ID is looked up in this order: _id, id, :_id, :id. Reserved keys (_id, _type, _routing, routing) are stripped from source.

NullDocument

A no-op document, used to skip indexing from inside a document block:

document do |record, **|
  next Esse::NullDocument.new if record.deleted?
  { _id: record.id, name: record.name }
end

NullDocument#id is nil, so it’s automatically ignored by bulk operations.

DocumentForPartialUpdate

Used when updating a subset of fields on an already-indexed document. Usually created via:

doc = original_doc.document_for_partial_update(comment_count: 42)

doc.source # => { comment_count: 42 }
# id, type, routing delegate to original_doc

LazyDocumentHeader

A lightweight placeholder that carries only the information needed to target a document (id, type, routing) and arbitrary extra options.

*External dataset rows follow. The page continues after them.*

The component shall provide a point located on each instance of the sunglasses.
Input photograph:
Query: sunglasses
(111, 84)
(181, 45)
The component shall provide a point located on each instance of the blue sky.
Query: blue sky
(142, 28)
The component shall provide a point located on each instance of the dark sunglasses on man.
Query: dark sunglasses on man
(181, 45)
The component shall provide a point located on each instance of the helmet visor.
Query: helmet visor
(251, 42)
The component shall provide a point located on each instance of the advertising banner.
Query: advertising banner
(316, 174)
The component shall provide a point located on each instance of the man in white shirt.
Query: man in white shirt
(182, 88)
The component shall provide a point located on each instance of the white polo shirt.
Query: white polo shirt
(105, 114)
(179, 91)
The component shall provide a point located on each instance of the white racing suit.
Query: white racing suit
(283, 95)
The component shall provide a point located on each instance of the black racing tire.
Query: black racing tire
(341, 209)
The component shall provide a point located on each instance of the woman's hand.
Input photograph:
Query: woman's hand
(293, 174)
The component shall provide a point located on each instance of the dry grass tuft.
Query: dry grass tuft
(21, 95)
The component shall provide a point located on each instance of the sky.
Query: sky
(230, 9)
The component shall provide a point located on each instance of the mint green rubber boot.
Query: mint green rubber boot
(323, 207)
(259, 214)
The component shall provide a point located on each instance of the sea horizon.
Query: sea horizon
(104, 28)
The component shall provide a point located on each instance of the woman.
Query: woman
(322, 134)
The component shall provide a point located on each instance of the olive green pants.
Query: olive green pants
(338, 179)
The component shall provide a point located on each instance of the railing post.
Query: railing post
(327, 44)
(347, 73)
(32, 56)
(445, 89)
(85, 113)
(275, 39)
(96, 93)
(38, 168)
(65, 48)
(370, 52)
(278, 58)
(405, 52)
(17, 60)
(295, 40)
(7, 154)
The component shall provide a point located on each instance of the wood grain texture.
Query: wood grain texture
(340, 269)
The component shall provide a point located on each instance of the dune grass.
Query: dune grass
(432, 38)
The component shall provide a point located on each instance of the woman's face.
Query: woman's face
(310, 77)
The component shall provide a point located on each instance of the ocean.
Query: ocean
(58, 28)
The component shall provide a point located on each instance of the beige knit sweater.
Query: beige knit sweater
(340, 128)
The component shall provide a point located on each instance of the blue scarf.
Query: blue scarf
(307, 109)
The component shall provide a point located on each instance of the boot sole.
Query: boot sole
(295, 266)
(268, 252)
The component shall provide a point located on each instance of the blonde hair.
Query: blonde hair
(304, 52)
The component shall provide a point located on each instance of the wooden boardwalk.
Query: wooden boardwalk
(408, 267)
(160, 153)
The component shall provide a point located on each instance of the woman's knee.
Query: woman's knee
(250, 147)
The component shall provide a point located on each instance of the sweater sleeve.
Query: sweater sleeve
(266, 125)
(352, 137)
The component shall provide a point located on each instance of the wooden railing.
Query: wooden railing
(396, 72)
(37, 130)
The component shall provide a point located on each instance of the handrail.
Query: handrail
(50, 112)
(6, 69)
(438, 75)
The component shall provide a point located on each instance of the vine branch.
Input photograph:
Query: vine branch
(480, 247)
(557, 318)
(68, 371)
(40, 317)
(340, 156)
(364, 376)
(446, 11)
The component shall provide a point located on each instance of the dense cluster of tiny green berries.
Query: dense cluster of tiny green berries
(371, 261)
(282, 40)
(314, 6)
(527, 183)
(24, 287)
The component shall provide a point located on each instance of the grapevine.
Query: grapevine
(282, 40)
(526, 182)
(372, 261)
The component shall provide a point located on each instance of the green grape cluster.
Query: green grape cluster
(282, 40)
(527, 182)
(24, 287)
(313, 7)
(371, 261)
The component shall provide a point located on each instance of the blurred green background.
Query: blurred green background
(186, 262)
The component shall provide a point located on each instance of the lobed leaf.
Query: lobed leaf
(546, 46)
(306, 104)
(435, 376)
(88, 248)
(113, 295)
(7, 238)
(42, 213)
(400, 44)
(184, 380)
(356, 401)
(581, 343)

It’s the object you receive in lazy_document_attribute blocks:

lazy_document_attribute :name do |headers|
  # headers is Array[Esse::LazyDocumentHeader]
  ids = headers.map(&:id)
  data = User.where(id: ids).pluck(:id, :name).to_h
  headers.each_with_object({}) { |h, acc| acc[h] = data[h.id] }
end

Coerce any input into a header:

Esse::LazyDocumentHeader.coerce(1)                  # from ID
Esse::LazyDocumentHeader.coerce('id-123')           # from string
Esse::LazyDocumentHeader.coerce(_id: 1, _routing: 'x')
Esse::LazyDocumentHeader.coerce_each([1, 2, 3])     # batch

Mutations

You can mutate a document before indexing:

doc.mutate(:display_name) { "#{object.first_name} #{object.last_name}" }
doc.mutations       # => { display_name: "John Doe" }
doc.mutated_source  # => source.merge(display_name: "John Doe")

Mutations are applied when building bulk payloads.

Equality

doc1 = UserDocument.new(user)
doc2 = UserDocument.new(user)
doc1.eql?(doc2) # => true if all headers and source match

# When comparing to a LazyDocumentHeader:
doc1.eql?(header, match_lazy_doc_header: true)

Bulk format

doc.to_bulk(operation: :index)
# => { _id: 1, _type: '_doc', data: { name: 'John' } }

doc.to_bulk(operation: :update, data: { doc: { name: 'Jane' } })
# => { _id: 1, _type: '_doc', data: { doc: { name: 'Jane' } } }

When do you write a custom class?

Prefer returning a Hash from the repository document block for simple cases. Reach for a custom Esse::Document subclass when:

You want shared logic across many indices.
You need access to construction options (doc.options[:foo]).
You want mutations / partial updates to be derived cleanly.
You’re building a reusable serializer layer (e.g., across Active Record models).